Friday, September 19, 2008

Greatest Hits vol 2 – an even weaker compilation

If Bob Dylan – Greatest Hits was a poor compilation, the sequel, Bob Dylan’s Greatest Hits vol 2, was even weaker

Rush-released in Europe in 1967 (and totally different to the US release of the same name), following the success of Greatest Hits, it’s an even more cock-eyed compilation.

It duplicates three songs from the first volume. Seven of the 12 tracks come from Blonde On Blonde. And there’s nothing from Bob Dylan or The Times They Are A-Changin’.

And is there a Dylan CD with worse packaging? The cover is apologetically weak and both cover and disc itself tell of a song entitled Absolutely Sweet Mary!

The album has always been elusive. Both Brian Hinton and Michael Gray overlook it in their exhaustive reference books.

1. I Want You
2. One Of Us Must Know (Sooner Or Later)
3. It Takes A Lot To Laugh It Takes A Train To Cry
4. Just Like Tom Thumb's Blues
5. Masters Of War
6. Chimes Of Freedom
7. Just Like A Woman
8. Obviously Five Believers
9. Rainy Day Women 12 And 35
10. Gates Of Eden
11. Leopard Skin Pillbox Hat
12. Absolutely Sweet Marie

Gerry Smith



Greatest Hits – an embarrassingly poor compilation

I’ve tended to dismiss the critical mauling that Greatest Hits has attracted since release in 1967. Having bought and enjoyed the compilation LP on vinyl on release, I just didn’t get the negative vibes - it was one of the highlights of my nascent record collection. OK, the songs weren’t hits, but I took “hits” as a metaphor for “best-known songs”.

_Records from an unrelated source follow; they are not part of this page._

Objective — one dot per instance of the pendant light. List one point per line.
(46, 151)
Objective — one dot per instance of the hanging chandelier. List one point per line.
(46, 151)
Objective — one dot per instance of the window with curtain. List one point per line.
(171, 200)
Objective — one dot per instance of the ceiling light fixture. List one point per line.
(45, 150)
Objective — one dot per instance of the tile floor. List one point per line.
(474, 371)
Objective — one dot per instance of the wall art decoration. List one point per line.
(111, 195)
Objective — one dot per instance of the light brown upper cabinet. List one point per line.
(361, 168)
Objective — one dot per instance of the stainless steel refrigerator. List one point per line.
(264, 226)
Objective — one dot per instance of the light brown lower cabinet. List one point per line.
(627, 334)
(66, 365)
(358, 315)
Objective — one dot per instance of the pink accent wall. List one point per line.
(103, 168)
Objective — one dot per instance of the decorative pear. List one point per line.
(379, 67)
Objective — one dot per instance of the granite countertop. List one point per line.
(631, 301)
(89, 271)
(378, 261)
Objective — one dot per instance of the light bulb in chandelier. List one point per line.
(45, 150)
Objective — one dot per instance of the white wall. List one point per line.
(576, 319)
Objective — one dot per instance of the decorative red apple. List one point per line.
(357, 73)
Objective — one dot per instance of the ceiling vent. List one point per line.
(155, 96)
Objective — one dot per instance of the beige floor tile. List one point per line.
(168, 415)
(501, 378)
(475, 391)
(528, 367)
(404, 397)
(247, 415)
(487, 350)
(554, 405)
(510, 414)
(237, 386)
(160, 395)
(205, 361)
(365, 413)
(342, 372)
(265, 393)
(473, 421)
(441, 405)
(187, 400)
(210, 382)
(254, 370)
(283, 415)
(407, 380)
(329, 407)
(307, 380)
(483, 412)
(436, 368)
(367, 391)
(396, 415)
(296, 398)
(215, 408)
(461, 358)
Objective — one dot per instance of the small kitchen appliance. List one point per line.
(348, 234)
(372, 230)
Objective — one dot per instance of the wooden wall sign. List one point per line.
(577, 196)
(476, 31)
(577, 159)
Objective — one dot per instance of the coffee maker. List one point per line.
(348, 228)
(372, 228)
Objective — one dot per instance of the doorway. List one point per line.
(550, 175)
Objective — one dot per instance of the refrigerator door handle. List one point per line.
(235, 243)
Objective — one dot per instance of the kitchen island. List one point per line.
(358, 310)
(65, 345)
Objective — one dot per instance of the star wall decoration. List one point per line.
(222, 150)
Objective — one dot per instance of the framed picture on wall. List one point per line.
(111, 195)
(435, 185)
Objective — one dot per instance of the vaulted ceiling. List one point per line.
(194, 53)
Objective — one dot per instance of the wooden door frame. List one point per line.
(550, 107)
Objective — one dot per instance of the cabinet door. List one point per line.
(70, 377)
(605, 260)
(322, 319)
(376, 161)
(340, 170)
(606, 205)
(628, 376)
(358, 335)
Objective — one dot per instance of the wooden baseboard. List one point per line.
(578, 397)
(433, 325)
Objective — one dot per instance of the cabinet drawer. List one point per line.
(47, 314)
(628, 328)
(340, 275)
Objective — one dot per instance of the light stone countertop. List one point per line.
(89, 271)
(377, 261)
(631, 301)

The cover artwork – dark browns dominant, with echoes of Rembrandt – seemed to elevate Dylan to his rightful place among the greats of Western art, well away from the rabble of fellow 1960s popsters.

But when I returned to Greatest Hits recently, the penny suddenly dropped. Good as its songs are, the 12-track UK version from March 1967 was an embarrassingly poor compilation.

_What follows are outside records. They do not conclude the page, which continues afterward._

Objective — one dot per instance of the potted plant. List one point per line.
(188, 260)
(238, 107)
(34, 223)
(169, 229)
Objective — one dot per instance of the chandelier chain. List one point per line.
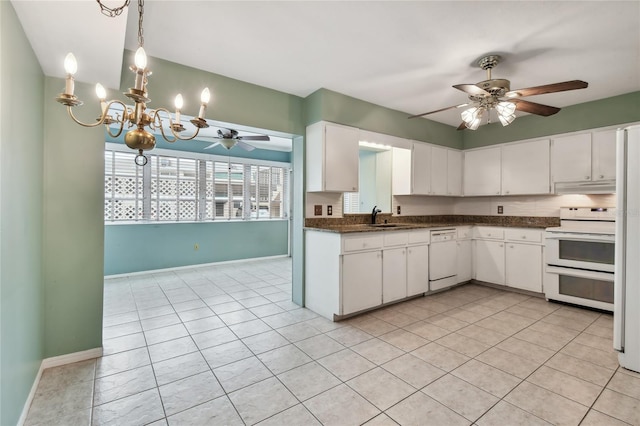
(112, 12)
(140, 16)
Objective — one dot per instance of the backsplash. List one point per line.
(413, 205)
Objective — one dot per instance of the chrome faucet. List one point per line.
(374, 213)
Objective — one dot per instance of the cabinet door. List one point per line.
(420, 168)
(464, 261)
(489, 261)
(361, 281)
(438, 171)
(341, 158)
(482, 172)
(604, 155)
(525, 168)
(454, 172)
(524, 266)
(571, 158)
(417, 270)
(394, 274)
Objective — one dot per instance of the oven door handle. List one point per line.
(598, 238)
(582, 273)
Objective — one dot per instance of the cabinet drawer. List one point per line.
(368, 242)
(489, 233)
(394, 238)
(419, 237)
(464, 232)
(519, 234)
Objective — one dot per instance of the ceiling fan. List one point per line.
(230, 138)
(497, 94)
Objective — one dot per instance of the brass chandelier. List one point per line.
(137, 116)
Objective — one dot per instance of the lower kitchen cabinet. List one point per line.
(524, 266)
(417, 270)
(465, 261)
(361, 281)
(490, 261)
(394, 274)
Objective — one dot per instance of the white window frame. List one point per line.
(201, 197)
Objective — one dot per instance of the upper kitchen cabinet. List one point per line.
(571, 158)
(427, 170)
(584, 157)
(603, 148)
(332, 158)
(525, 168)
(481, 175)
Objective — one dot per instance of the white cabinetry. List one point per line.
(465, 258)
(332, 158)
(454, 172)
(481, 174)
(525, 168)
(584, 157)
(523, 259)
(604, 155)
(427, 170)
(571, 158)
(361, 281)
(509, 256)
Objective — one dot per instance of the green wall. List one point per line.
(142, 247)
(73, 226)
(21, 180)
(331, 106)
(603, 112)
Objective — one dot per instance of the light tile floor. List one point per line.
(224, 345)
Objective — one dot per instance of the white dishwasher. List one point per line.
(443, 259)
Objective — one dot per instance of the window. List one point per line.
(193, 187)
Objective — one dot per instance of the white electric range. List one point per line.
(580, 257)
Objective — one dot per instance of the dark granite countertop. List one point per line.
(355, 223)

The compilers of Greatest Hits had seven Dylan albums and umpteen singles to draw from, yet chose eight of the 12 tracks from just two LPs – Bringing It All Back Home and Blonde On Blonde. Yes, they’re both masterpieces but what a cock-eyed selection to include no singles (unlike the US/world version which had Positively 4th Street), nothing from the first album, Bob Dylan, and only a single track from the other four great albums of the period.

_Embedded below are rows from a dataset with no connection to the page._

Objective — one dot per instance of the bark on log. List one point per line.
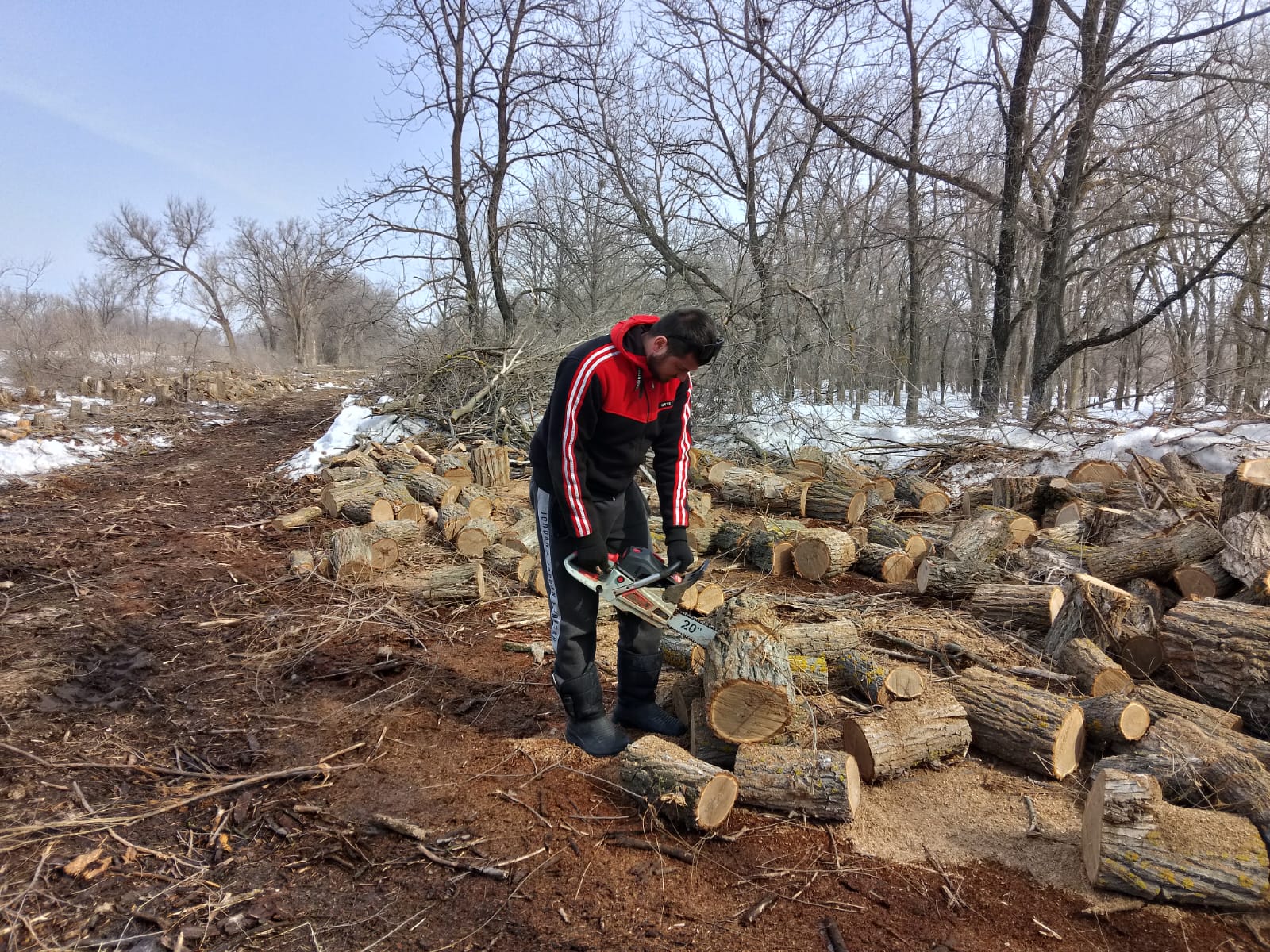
(1248, 547)
(921, 494)
(679, 789)
(821, 554)
(1109, 617)
(475, 537)
(704, 743)
(1136, 843)
(823, 785)
(1206, 579)
(1246, 490)
(1094, 670)
(1191, 541)
(1030, 606)
(884, 564)
(432, 489)
(1114, 717)
(1022, 725)
(353, 558)
(946, 578)
(1221, 651)
(491, 466)
(1162, 704)
(857, 670)
(908, 734)
(404, 532)
(298, 520)
(747, 677)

Greatest Hits has long been superseded in the Dylan catalogue. Good thing, too – it was the first missed opportunity in the discography – the first of many, according to some. I’ll be given a fairer hearing to the critics of CBS/Columbia/Legacy/Sony in future. Though the label generally does a fine job in showcasing Dylan, they’re not above criticism, as Greatest Hits demonstrates.